Talk about an issue as important and at the same time politicized as the education it is always a delicate thing. Everyone has their own opinion based on their experiences throughout life, their training, etc.
Nancie atwell, awarded with the Best Teacher in the World award Awarded by the Varkley Foundation, from magnate Sunny Varkley, explained in an interview to the magazine eudutopia some of the keys that she considers to be the foundation of the best way to educate. His opinion is supported not only by this award - endowed with a million dollars, by the way - but by more than 40 years of teaching experience, many of which have decided the Center of Teaching and Learning (CTL), a school that She herself founded in Maine for the research and dissemination of new educational methods that has managed to become a reference in the United States.
Do not settle for a docile student
Atwell says that in education, teachers often settle for a docile student, as if children can only be obedient or resist authority. This results in the division between submissive students and unsuccessful students. Atwell insists that the objective must be different, and explains that in the CTL you bet on the commitment of the student, who has great freedom to choose his activities and readings.

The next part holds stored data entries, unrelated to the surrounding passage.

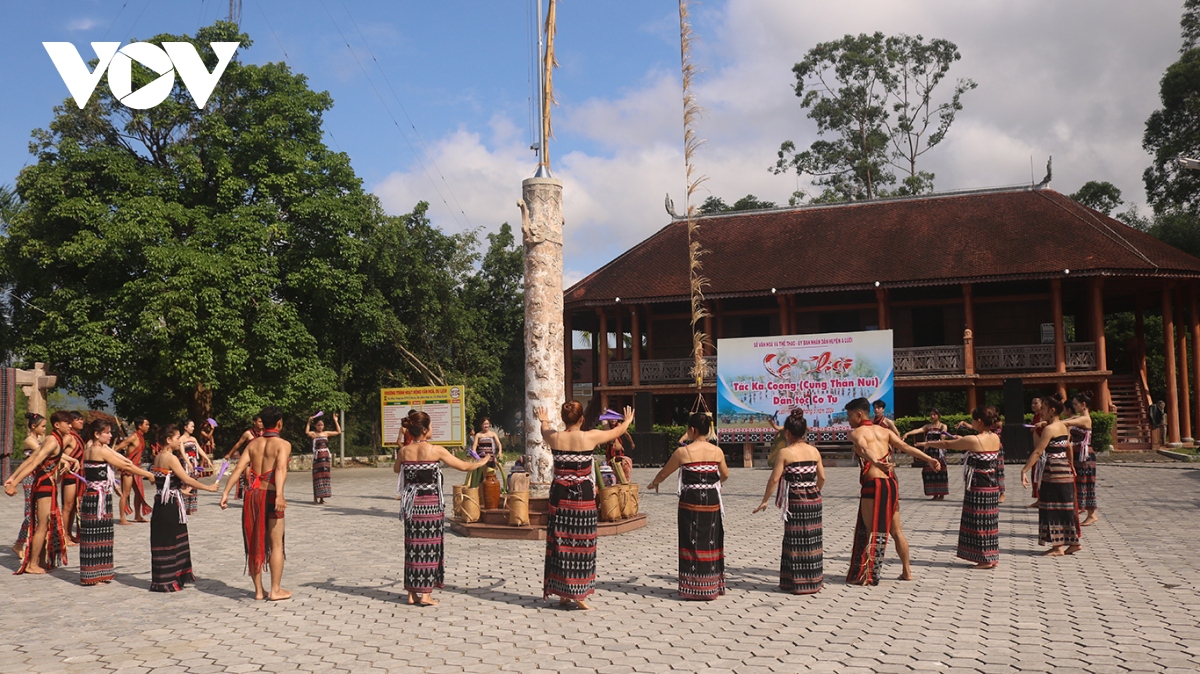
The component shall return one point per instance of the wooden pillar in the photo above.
(881, 307)
(636, 347)
(1173, 403)
(708, 330)
(569, 351)
(603, 339)
(1194, 324)
(621, 334)
(1181, 338)
(969, 338)
(1103, 399)
(1060, 344)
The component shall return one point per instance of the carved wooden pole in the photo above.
(541, 232)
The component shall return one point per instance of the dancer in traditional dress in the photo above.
(1057, 517)
(1036, 408)
(198, 463)
(796, 480)
(570, 571)
(46, 539)
(880, 495)
(171, 553)
(35, 434)
(881, 419)
(701, 512)
(936, 480)
(979, 527)
(1080, 428)
(133, 447)
(234, 453)
(486, 441)
(71, 482)
(96, 510)
(322, 458)
(265, 463)
(423, 507)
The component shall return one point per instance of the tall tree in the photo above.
(843, 85)
(921, 122)
(1099, 196)
(852, 86)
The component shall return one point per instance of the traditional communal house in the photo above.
(978, 287)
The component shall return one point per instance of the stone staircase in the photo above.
(1133, 419)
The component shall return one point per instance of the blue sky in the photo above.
(1073, 78)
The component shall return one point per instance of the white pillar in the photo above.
(541, 228)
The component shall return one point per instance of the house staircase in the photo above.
(1129, 396)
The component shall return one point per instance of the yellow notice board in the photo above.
(444, 404)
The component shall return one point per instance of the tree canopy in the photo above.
(221, 259)
(871, 97)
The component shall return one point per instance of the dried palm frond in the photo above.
(691, 142)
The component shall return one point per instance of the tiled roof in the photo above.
(990, 235)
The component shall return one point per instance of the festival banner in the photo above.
(760, 380)
(444, 404)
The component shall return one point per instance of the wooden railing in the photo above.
(664, 371)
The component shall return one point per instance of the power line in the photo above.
(387, 109)
(402, 109)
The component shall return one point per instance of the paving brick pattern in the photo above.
(1127, 603)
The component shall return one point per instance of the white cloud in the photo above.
(1074, 79)
(82, 24)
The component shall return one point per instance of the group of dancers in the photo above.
(1061, 470)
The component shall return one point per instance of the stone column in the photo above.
(541, 229)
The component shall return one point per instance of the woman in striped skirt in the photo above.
(937, 482)
(979, 527)
(96, 511)
(1057, 518)
(35, 433)
(570, 570)
(322, 458)
(702, 470)
(423, 507)
(171, 554)
(1080, 427)
(796, 481)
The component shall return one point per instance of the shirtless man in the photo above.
(880, 499)
(265, 463)
(133, 449)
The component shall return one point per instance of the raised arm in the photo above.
(456, 463)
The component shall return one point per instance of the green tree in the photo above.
(921, 122)
(851, 88)
(1099, 196)
(174, 253)
(748, 203)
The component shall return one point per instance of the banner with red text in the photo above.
(760, 380)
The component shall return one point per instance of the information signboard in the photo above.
(444, 404)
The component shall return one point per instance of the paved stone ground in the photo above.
(1127, 603)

But this conception has a much deeper basis, since it arises when it is considered that the teacher is not capable of directing the students in the right direction.
Students must read and freely choose their readings
CTL students read an average of 40 books a year and of all genres. The difference between the CTL reading promotion programs and most of the programs of this type in the world is precisely that in CTL students can choose what they want to read according to their interests.
If you are interested in this topic, I recommend an article that I wrote a while ago in Current Literature entitled Children, books and programs to encourage reading: Reflections
Parents need to trust both teachers and students
For Atwell, one of the key difficulties in education is that neither the students trust the teachers nor the teachers trust the students. "The problem arises in not trusting the good decisions of the boys"Atwell explains. "The problem arises from not trusting that teachers have enough resources to lead students in the right direction."
To get good results, education has to be fun
For many parents and teachers too, fun in the classroom is a suspect. Perhaps at the base is the concept of what everyone understands for fun. However, there are more and more teachers' voices that remind us that we must free ourselves from this prejudice.
In this sense, Atwell bets on a fun that must come from within. She explains how some hubs seem to haunt her in the wrong way, "Giving bicycles to the boys who read the most books" o "Making the director dye his hair green if everyone reads 10 biographies." Motivation must be intrinsic, not extrinsic. The key is not to disguise boring as fun, but to make students restless enough not to consider anything boring.
The teacher should not be limited
Atwell believes that the new laws in the United States have turned the teacher into a mere link between the content that the higher authorities consider that the student should know and this. It is not very different in the rest of the countries. Atwell believes that the professor is not a technician who applies what he is told, that he follows an imposed script, and that this reduces the professor's intellectual enterprise to the maximum.
In education there should be no exams
Atwell rejects the tests, which he considers a series of "rigged exercises, not even rigorous and a bit ridiculous that has nothing to do with the enjoyment of stories and the exercise of self-expression ”. She believes that all they get is a paperwork-laden climate for accountability, and that all of this determines all of the teacher's decisions. "We need to look at the achievements of individual children in each discipline, authentically and personally.", He says. In the CTL each student must explain their educational process, rather than abide by external standard assessments.